Indian film distributor

Shanmugam Subbaiah (1930–2012) was a well known film distributor in the Madurai district of Tamil Nadu, India, with an experience of 40 years. His initial film career started off as a ticket checker in the Natraj film theatre in Karaikudi. Then he advanced to become the owner of the same theatre. This was followed by a series of successes which made him start a film distribution unit called 'Venkateshwara Films' in the Thirunalveli district of Tamil Nadu. After that turned out to be a success, he proceeded to Madurai and started another unit called 'Vaideki movies ' as a partnership with noted producer, lyricist and writer Panju Arunachalam. He kept closing and opening distribution units due to internal problems. He retired from film distribution at the end of the 20th century due to chronic health problems.

== Early life ==
Shanmugam was born to Subbaiah, a rich businessman, and Seethai, a rich landlady belonging to the Ilupakudi village, in the Karaikudi district of Tamil Nadu. His mother died some time after his birth and his father married another woman. He was hated by his stepmother who did not even give him food to eat. He was a talented boy and was also a star footballer in his school, but he had to discontinue schooling due to lack of support. He was born a rich boy but live like a poor one. His aunt bore witness to this and made him stay at her house in Aravayal. His uncle got him the job of a ticket checker at the Natraj theater, following his interest in the cinema industry. Due to his determination and hard work, he was liked by the theater owner and was eventually given the post of manager. And thus, he started his film career.

Shanmugam married Manimeghalai of Kandadevi, a village adjoining his hometown and moved to a rented flat in Thirunalveli. He had five children in all. He started a film distribution circuit called ‘Venkateshwara films’ as a joint venture. It was a success . This was his first attempt at distribution. Then he started his lone distribution project in the form of ‘Priya films’. That too was a success. He received a big income and distributed a large number of films. He wanted to replicate his success at an even bigger scale. So he closed that unit and from the rented flat of Thirunalveli, he shifted to his own house in Madurai.

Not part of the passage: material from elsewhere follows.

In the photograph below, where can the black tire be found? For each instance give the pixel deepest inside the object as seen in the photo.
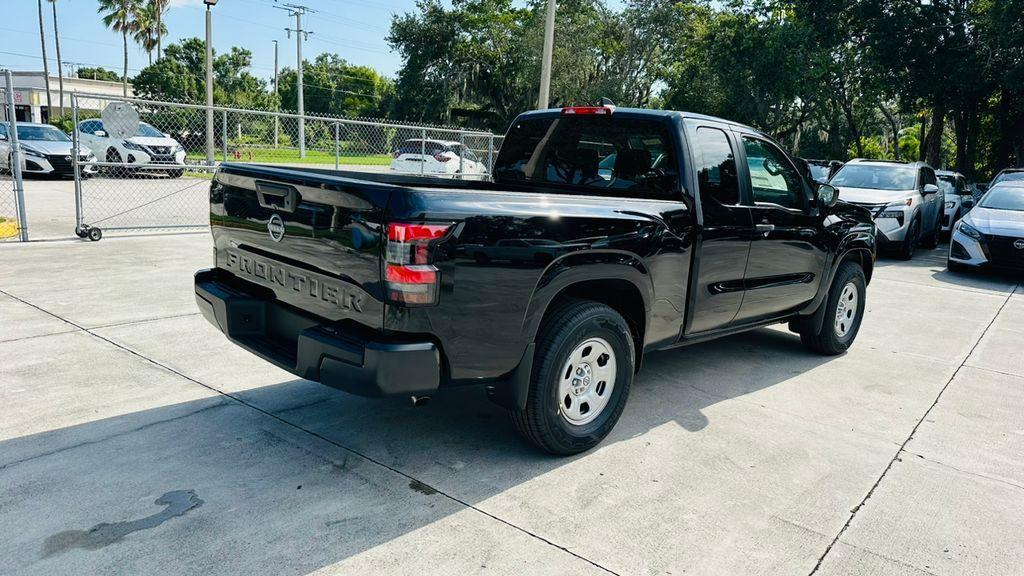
(910, 241)
(827, 340)
(932, 240)
(564, 330)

In Madurai, he started a distribution company called ‘Vaideki movies’ with Panju Arunachalam as a partner. It was a major hit. He mostly distributed films of Actors Rajinikanth and Kamal Haasan. He had also distributed the films of Actors Sivaji Ganesan and MG Ramachandran from his previous unit, including the super hit Sivaji film ‘Vazhkai’. He closed this unit and started another one called ‘Gayathri films’. This was his last unit and that too was a major hit.

== Problems ==
It was his film career, which brought him his fortune, that caused his downfall. The tension and pressure of success prevented him from sleeping and breathing properly. This made him take overdoses of sleeping tablets. This cost him dearly in his later days. He lost his hearing and could only see partially. He could not walk properly. His neural system got damaged severely. He tried to fight it but could not. He died on 26 May 2012.